Gelir Vergisi Kanununun 40 ıncı maddesinin birinci fıkrasının (II) numaralı bendinde; hizmetli ve işçilerin iş yerinde veya iş yerinin müştemilatında iaşe ve ibate giderlerinin safi kazancın tespitinde gider olarak indirilebileceği hüküm altına alınmıştır.

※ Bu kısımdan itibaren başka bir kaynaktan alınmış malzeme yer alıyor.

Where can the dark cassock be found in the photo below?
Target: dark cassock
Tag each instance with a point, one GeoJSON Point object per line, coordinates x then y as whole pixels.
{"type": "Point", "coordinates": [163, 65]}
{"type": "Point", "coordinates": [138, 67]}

Buna göre, çalışanlarınıza ücret mahiyetinde verilen yemek bedellerinin Gelir Vergisi Kanununun 40/2. maddesine göre kazancınızın tespitinde gider olarak dikkate almanız mümkün bulunmaktadır.
3065 sayılı Katma Değer Vergisi Kanununun,
1/1. maddesinde; Türkiye'de ticari, sınai, zirai faaliyet ve serbest meslek faaliyeti çerçevesinde yapılan teslim ve hizmetlerin KDV'ye tabi olduğu,
4. maddesinde; hizmetin, teslim ve teslim sayılan haller ile mal ithalatı dışında kalan işlemler olduğu, bu işlemlerin; bir şeyi yapmak ve işlemek, meydana getirmek, imal etmek, onarmak, temizlemek, muhafaza etmek, hazırlamak, değerlendirmek, kiralamak, bir şeyi yapmamayı taahhüt etmek gibi, şekillerde gerçekleşebileceği, hizmetin karşılığının bir mal teslimi veya diğer bir hizmet olması halinde bunların her biri ayrı işlem olup, hizmet veya teslim hükümlerine göre ayrı ayrı vergilendirileceği,
5. maddesinde; vergiye tabi bir hizmetten, işletme sahibinin, işletme personelinin veya diğer şahısların karşılıksız yararlandırılmasının hizmet sayılacağı,
27. maddesinde ise, bedeli bulunmayan veya bilinmeyen işlemler ile bedelin mal, menfaat, hizmet gibi paradan başka değerler olması halinde matrahın işlemin mahiyetine göre emsal bedeli veya emsal ücreti olduğu
hükme bağlanmıştır.
Buna göre, tesisinizde konaklayan otobüs firmalarının şoför ve yardımcı personeline verilen hizmet, şirketinize verilen müşteri bulma hizmetinin karşılığı olduğundan KDV'ye tabi olup, bu hizmete ilişkin düzenlenen faturada Kanunun 27. maddesine göre emsal bedel üzerinden KDV hesaplanması gerekmektedir.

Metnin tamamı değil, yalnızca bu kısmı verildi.